Volume 13 · 451 words · 1860 Edition

Bishop of Cagliari, and founder of the Luciferians, first appears in history as a zealous antagonist of Arianism. In 354 he was deputed by Liberius, Bishop of Rome, to advocate the cause of Athanasius at the council of Milan, an office which he discharged with such persistent boldness, that he and his fellow-legate, Eusebius of Vercelli, were banished by the Arian emperor, Constantine. After his place of exile had been changed several times without producing any corresponding alleviation of his sufferings, he settled down at Eleutheropolis, in Syria, and there wrote his chief work, Ad Constantium Augustum pro Sancto Athanasio, Libri II. The unbridled invective and outrageous vehemence of this book were not more remarkable than the boldness of Lucifer in avowing the authorship, when afterwards interrogated by the emperor.
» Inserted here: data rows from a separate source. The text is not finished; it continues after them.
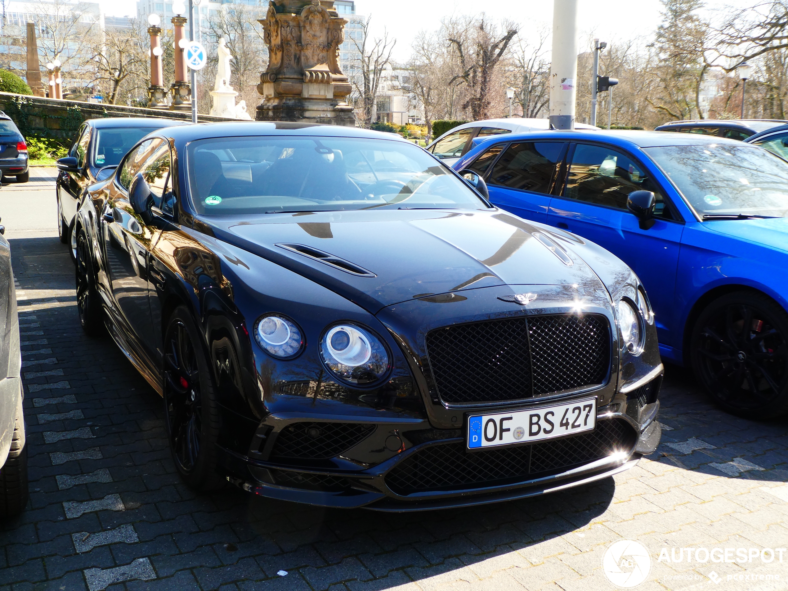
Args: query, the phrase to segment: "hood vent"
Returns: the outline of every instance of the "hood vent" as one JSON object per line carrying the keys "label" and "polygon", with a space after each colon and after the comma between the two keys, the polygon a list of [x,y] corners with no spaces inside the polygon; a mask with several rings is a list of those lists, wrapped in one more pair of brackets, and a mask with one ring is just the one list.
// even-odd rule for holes
{"label": "hood vent", "polygon": [[327,252],[318,251],[317,248],[313,248],[312,247],[308,247],[305,244],[278,243],[277,246],[280,248],[284,248],[285,250],[291,251],[292,252],[297,252],[299,255],[309,257],[313,260],[319,261],[324,265],[328,265],[334,269],[339,269],[340,271],[349,273],[351,275],[355,275],[359,277],[377,277],[375,273],[367,271],[366,269],[359,267],[358,265],[354,265],[350,261],[346,261],[344,258],[340,258],[333,255],[329,255]]}

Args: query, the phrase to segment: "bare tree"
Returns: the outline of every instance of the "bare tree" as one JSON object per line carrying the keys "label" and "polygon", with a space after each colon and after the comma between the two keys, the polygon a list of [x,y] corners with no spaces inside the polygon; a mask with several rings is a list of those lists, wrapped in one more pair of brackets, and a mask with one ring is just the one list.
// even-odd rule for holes
{"label": "bare tree", "polygon": [[396,43],[396,39],[388,39],[388,33],[384,33],[383,39],[370,39],[371,20],[371,17],[368,17],[362,25],[360,43],[355,37],[351,38],[361,54],[351,82],[359,103],[362,124],[365,127],[369,127],[374,122],[381,80],[385,76],[386,66],[391,65],[392,52]]}
{"label": "bare tree", "polygon": [[482,13],[465,35],[448,39],[462,66],[462,72],[452,82],[462,82],[468,87],[470,96],[465,108],[470,108],[471,116],[476,121],[489,118],[492,78],[512,38],[517,35],[517,28],[513,24],[504,23],[504,28],[506,32],[500,33],[497,27],[485,20]]}

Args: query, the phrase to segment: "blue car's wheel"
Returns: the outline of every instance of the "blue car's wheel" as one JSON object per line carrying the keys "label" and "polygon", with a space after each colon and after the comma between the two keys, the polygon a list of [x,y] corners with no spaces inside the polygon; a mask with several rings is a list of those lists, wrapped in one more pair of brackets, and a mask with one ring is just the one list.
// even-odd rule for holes
{"label": "blue car's wheel", "polygon": [[698,381],[726,411],[749,418],[788,413],[788,314],[770,298],[737,292],[701,314],[691,355]]}
{"label": "blue car's wheel", "polygon": [[197,490],[226,483],[216,471],[219,410],[199,333],[188,310],[176,308],[164,341],[164,407],[176,467]]}

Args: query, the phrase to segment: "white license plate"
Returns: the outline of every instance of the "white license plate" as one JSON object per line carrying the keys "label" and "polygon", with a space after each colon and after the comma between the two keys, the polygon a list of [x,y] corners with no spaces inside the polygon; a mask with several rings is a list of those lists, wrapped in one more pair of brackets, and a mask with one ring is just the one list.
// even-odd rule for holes
{"label": "white license plate", "polygon": [[541,441],[593,431],[597,399],[468,417],[468,449]]}

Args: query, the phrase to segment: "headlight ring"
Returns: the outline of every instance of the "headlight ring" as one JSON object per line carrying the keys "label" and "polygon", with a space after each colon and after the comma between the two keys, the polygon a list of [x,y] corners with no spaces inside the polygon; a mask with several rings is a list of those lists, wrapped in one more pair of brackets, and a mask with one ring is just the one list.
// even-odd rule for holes
{"label": "headlight ring", "polygon": [[633,355],[643,352],[645,327],[638,307],[629,299],[619,302],[619,328],[624,348]]}
{"label": "headlight ring", "polygon": [[303,348],[303,333],[290,318],[278,314],[266,314],[255,322],[255,340],[260,348],[277,359],[291,359]]}
{"label": "headlight ring", "polygon": [[325,330],[320,356],[332,375],[354,386],[370,385],[388,373],[389,355],[382,340],[368,329],[349,322]]}

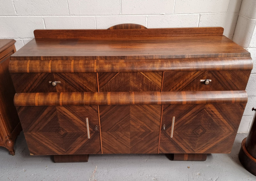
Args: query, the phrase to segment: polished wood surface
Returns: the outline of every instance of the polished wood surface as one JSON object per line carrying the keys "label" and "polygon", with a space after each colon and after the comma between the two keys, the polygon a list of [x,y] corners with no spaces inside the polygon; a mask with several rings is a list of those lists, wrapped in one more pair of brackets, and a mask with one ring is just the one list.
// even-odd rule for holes
{"label": "polished wood surface", "polygon": [[[128,29],[129,25],[118,25],[118,29],[111,27],[107,30],[36,30],[34,31],[34,34],[36,39],[83,38],[90,40],[221,36],[224,31],[222,27],[145,29],[143,26],[138,25],[134,25],[136,29]],[[138,26],[142,28],[138,29]],[[121,27],[125,29],[120,29]]]}
{"label": "polished wood surface", "polygon": [[100,92],[161,91],[163,73],[99,73]]}
{"label": "polished wood surface", "polygon": [[[251,70],[164,72],[163,91],[210,91],[245,90]],[[211,79],[207,85],[201,79]],[[173,81],[173,80],[175,80]]]}
{"label": "polished wood surface", "polygon": [[[159,153],[203,161],[228,153],[252,63],[223,30],[126,24],[35,30],[9,67],[30,152],[64,155],[55,156],[60,161],[76,159],[72,154]],[[92,119],[90,139],[86,118]]]}
{"label": "polished wood surface", "polygon": [[[17,92],[96,92],[95,73],[11,74]],[[56,86],[49,81],[60,81]]]}
{"label": "polished wood surface", "polygon": [[0,40],[0,146],[14,155],[14,142],[21,130],[13,99],[14,87],[8,71],[10,56],[16,51],[14,40]]}
{"label": "polished wood surface", "polygon": [[134,60],[250,56],[247,51],[224,36],[109,40],[41,38],[31,40],[11,56],[11,60]]}
{"label": "polished wood surface", "polygon": [[229,153],[246,105],[164,105],[159,153]]}
{"label": "polished wood surface", "polygon": [[119,24],[108,28],[109,29],[146,29],[147,28],[143,25],[138,24],[124,23]]}
{"label": "polished wood surface", "polygon": [[101,153],[99,130],[95,129],[99,125],[97,106],[22,106],[17,110],[31,154]]}
{"label": "polished wood surface", "polygon": [[157,153],[161,105],[99,108],[103,153]]}
{"label": "polished wood surface", "polygon": [[235,104],[247,102],[245,90],[16,93],[15,106]]}
{"label": "polished wood surface", "polygon": [[[256,109],[253,107],[252,110]],[[256,176],[256,112],[247,137],[242,142],[239,157],[244,168]]]}
{"label": "polished wood surface", "polygon": [[125,72],[234,70],[251,70],[252,68],[252,58],[248,57],[147,60],[121,58],[107,61],[84,59],[16,60],[11,61],[9,70],[11,73]]}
Soon after this Lucifer seems to have been removed to Egypt. On his release from exile at the death of Constantius, the council of Alexandria commissioned him, along with Eusebius, to heal the division in the church of Antioch that had arisen from the supposed Arianism of Meletius, bishop of that see. Instead, however, of fulfilling his duty, he widened the schism by attempting to place Paulinus in the bishopric, and thus laid himself open to a reproof from Eusebius and his other long-tried friends. Chafing under the rebuke of all sections of the church, and displeased with the decree of the Alexandrian council for readmitting into ecclesiastical communion those bishops who had temporized with the Arians, Lucifer withdrew, in 363, to his native island of Sardinia, and there founded the small sect known by his name. He died about A.D. 370. Besides the book mentioned above, his other works are—Epistola ad Eusebium; De non Conveniendo cum Haeretici; De Regibus Apostolicis; De non Parcendo in Deum delinquentibus; Mortendum pro Filio Dei; Epistola ad Florentium Magistrum Officiores; and Epistola ad Catholicos. The last is not extant. Deficient in method and argument, and pervaded by an acrimonious and intolerant spirit, these works merit preservation solely in virtue of the many scriptural quotations which they contain. They were first collected and published by John du Tillot, Bishop of Meaux, Paris, 8vo, 1568, and afterwards reprinted in the Magna Bibliotheca Patrum, 1618, and in the Bibliotheca Patrum of Galland, folio, Venice, 1770. The best edition is that of the Brothers Coleti, folio, Venice, 1778.

The Luciferians (who did not long outlive their founder) disowned all who had ever been tainted with Arianism and all who countenanced those who had been reclaimed from that creed. They renounced, accordingly, all the Christian world beyond their own confined pale. Augustine supposes that they also held that the soul, like the carnal nature, was transmitted from parent to child.